Edwin Diaz – RHP – Seattle Mariners

Anything I say about Diaz will pale in comparison to everything Kate said yesterday. When Diaz was converted to a reliever early in the year, he was expected to be a solid bullpen arm for the Mariners fairly soon. What we didn't expect was that he'd come up and set the whole damn world on fire and watch it burn with unshakeable confidence. Diaz could struggle eventually, but at the moment he's an unstoppable force plowing through immovable objects.

44 strikeouts in 21.2 IP. My goodness.


Guillermo Heredia – OF – Triple-A Tacoma Rainiers

There were a lot of unknowns surrounding Heredia when the Mariners inked him to a contract around the start of Spring Training. Scouts seemed to agree he was close to being MLB ready, with the only major area of concern being his bat. Heredia hadn't played organized baseball in close to two years; his last full season came in 2013, when he hit .255/.376/.349 with Matanzas in the Cuban National Series.

Because of all this, it was particularly surprising when he went down to Jackson and proceeded to rake, slashing .293/.405/.376 with a 13.8% walk-rate and and a 12.3% k-rate in 260 PA. His performance earned him a promotion to Tacoma, where he's perfectly mimicked his 132 wRC+ with a little extra pop (.350/.395/.476).

At the beginning of the year, Heredia appeared to be a fourth outfielder at best. Now, he's starting to shape into a player you'd be perfectly content with trotting out on a daily basis, perhaps in the very near future.


Dylan Unsworth – RHP – Double-A Jackson Generals

I hesitated to include Unsworth here because injuries have rendered his big start to 2016 a small sample, but tossing out extra recognition never hurt anyone. Unsworth has been in the system so long that it's easy to forget he's still just 23-years-old, but a big performance in WBC qualifiers had him picking up steam heading into the season. Pitching for South Africa during a qualifying game in early February, Unsworth tossed eight innings of two-hit baseball after flirting with a no-hitter for awhile in a 7-1 victory over New Zealand.

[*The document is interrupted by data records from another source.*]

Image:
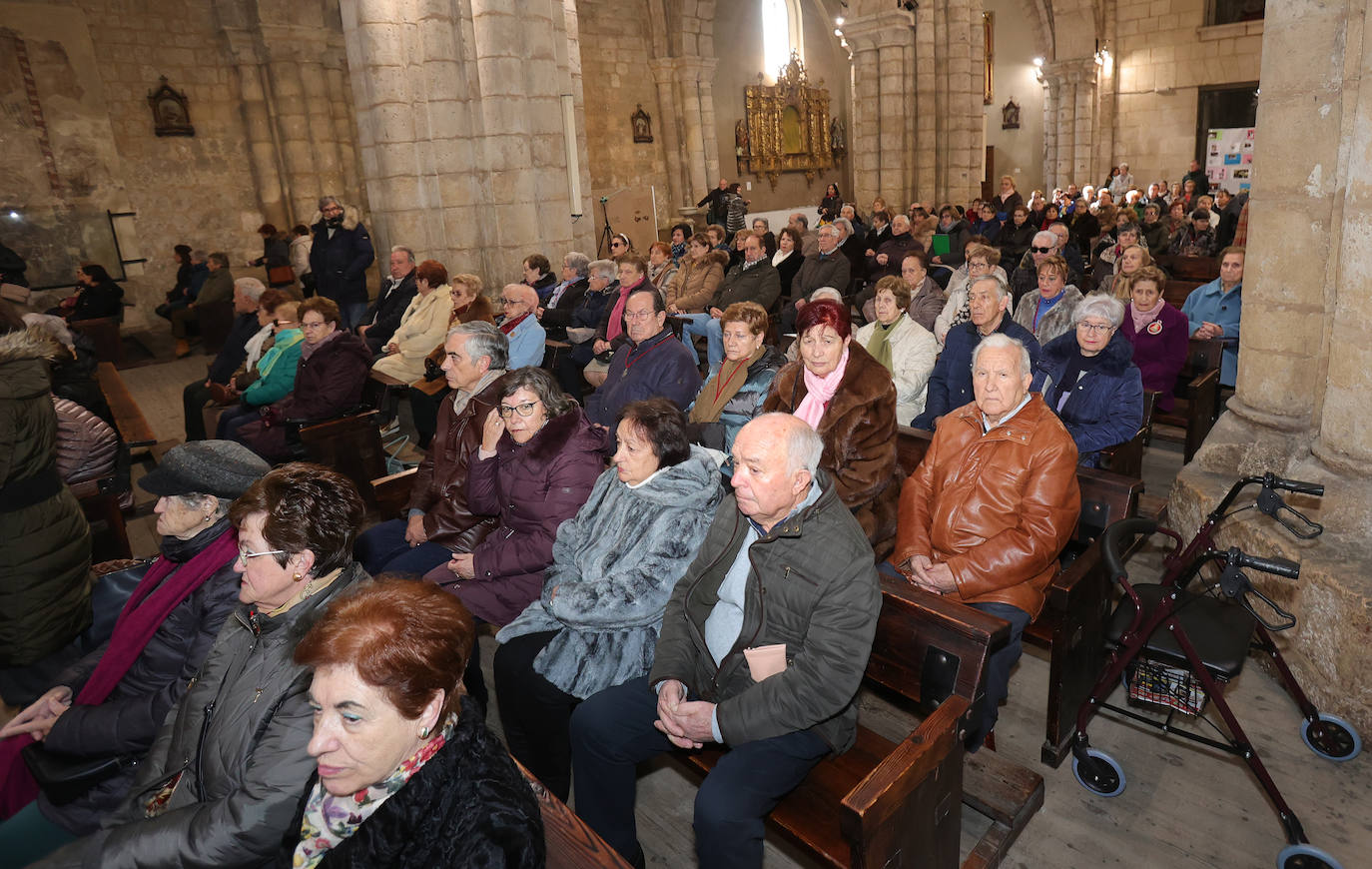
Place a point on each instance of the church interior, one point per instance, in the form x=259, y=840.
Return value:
x=480, y=132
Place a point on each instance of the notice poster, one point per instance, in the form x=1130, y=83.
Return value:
x=1228, y=158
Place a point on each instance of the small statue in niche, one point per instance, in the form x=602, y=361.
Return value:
x=642, y=125
x=1010, y=116
x=171, y=112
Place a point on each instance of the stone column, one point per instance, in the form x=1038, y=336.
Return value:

Unsworth carried that momentum with him to Jackson, where he posted a 1.16 ERA and 2.95 FIP in 46.2 IP before a leg injury sidelined him. He still doesn't possess a plus pitch or anything that suggests he'll be anything more than a back of the rotation starter at best, but his improved command and ability to pound the strike zone has him looking like more of a lock to eventually reach the big leagues.


These aren't all the players who've boosted their stock, obviously. I wrestled with the idea of including guys like Tyler O'Neill, Jordan Cowan, and Dan Altavilla, but decided against it for various reasons. Every minor league system has an endless array of players and I'm sure there are a few whose surprising performances have stuck out to others far more than they've stuck out to me. Regardless, the farm system is fun again, and I feel like there are quite a few more players to lend your attention to this season than there were last year.